Bug 57456

Summary: RecordFormatExpection (Not enough data) with External Data Source
Product: POI Reporter: Joseph F. <jpfourny>
Component: HSSFAssignee: POI Developers List <dev>
Status: RESOLVED FIXED    
Severity: normal CC: jpfourny
Priority: P2    
Version: 3.10-FINAL   
Target Milestone: ---   
Hardware: PC   
OS: All   
Attachments: File to reproduce the issue.

Description Joseph F. 2015-01-18 03:18:38 UTC
I know there have been resolved cases of RecordFormatException involving SSTRecord in the past, but I think I found a new case. The stack trace looks like this:

org.apache.poi.hssf.record.RecordFormatException: Not enough data (0) to read requested (2) bytes
	at org.apache.poi.hssf.record.RecordInputStream.checkRecordPosition(RecordInputStream.java:216)
	at org.apache.poi.hssf.record.RecordInputStream.readShort(RecordInputStream.java:233)
	at org.apache.poi.hssf.record.common.UnicodeString.<init>(UnicodeString.java:405)
	at org.apache.poi.hssf.record.SSTDeserializer.manufactureStrings(SSTDeserializer.java:57)
	at org.apache.poi.hssf.record.SSTRecord.<init>(SSTRecord.java:247)

SSTDeserializer.manufactureStrings(..) is told there are strings, but the RecordInputStream has 0 bytes remaining (although there are more records that follow). I find it interesting that the code attempts to read a Unicode string when there are no bytes remaining ... it will always fail, no? 

General Steps to Reproduce:

* Create blank workbook in Excel 2010 (or later).
* Add a web query (or any other data source) and insert into the sheet. This creates an external sheet ref.
* In the "Usage" tab of the connection properties, specify "Remove data from external data range before saving the workbook".
* Save workbook as XLS file.
* Open XLS file in POI. *Boom*.

Upon saving, Excel is writing the SSTRecord that claims to have strings, but it is actually empty. Odd, but it is what it is. I know POI cannot handle external data sources, but I expect to be able to open the file with POI without blowing up. There may be other sheets with useful data that I want to scrape.
Comment 1 Dominik Stadler 2015-01-18 06:56:12 UTC
Can you please add such a file so it becomes easier to reproduce this. Additional points if you can include a unit test as well.
Comment 2 Joseph F. 2015-01-18 22:43:00 UTC
Created attachment 32376 [details]
File to reproduce the issue.

The file contains no data - just a Web Query that is populated when opened in Excel and the data is removed by Excel on save. Note: The Web Query is not reachable outside of a private intranet, so do not expect it to populate in Excel. The point is to demonstrate that Excel is saving an SSTRecord that chokes up POI. Interestingly, this file opens without error in OpenOffice, which I thought was built on POI, no?
Comment 3 Joseph F. 2015-01-27 18:16:35 UTC
I am setting the status back to "NEW", since I have attached an input file to reproduce the issue, as requested. Unfortunately, I do not have time to build a unit test :(.
Comment 4 Dominik Stadler 2015-02-13 19:15:53 UTC
The problem is caused by a SSTRecord that is not built correctly by Excel. 

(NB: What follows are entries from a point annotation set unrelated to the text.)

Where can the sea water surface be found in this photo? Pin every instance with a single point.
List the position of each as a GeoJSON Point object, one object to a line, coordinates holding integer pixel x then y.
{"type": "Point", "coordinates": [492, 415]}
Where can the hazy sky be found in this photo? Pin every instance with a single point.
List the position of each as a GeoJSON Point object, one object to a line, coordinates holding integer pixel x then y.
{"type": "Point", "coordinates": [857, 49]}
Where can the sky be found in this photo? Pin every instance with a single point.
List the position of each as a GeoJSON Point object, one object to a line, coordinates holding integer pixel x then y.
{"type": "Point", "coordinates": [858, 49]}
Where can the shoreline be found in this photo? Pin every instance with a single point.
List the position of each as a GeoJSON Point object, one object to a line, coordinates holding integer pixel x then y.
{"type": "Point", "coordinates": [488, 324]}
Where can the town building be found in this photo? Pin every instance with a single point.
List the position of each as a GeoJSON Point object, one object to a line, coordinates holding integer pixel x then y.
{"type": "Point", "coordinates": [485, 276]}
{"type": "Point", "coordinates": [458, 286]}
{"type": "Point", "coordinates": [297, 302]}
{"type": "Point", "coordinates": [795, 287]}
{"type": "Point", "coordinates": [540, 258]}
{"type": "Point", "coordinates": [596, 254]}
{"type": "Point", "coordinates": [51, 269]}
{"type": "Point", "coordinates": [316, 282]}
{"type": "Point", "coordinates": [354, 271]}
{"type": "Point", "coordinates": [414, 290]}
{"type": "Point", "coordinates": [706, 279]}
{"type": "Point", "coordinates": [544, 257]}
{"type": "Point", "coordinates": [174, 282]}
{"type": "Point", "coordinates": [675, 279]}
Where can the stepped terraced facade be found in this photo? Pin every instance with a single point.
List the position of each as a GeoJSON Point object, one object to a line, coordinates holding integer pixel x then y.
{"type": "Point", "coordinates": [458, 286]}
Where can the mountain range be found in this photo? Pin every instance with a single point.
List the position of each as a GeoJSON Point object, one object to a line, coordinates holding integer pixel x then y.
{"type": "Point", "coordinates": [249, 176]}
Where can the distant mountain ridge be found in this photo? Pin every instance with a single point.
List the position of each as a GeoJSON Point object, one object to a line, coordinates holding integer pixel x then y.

According to the spec it should contain the number of strings overall in the file and the number of unique strings that then follow in the record. However in this case the number of strings overall is zero (which itself is not allowed per the spec) and the number of unique strings seems to be randomly set. So we try to read a random number of strings, which predictably fails.

I have worked around this in r1659650 so that if the number of string overall is zero, the SST record is read as empty and thus parsing this file works.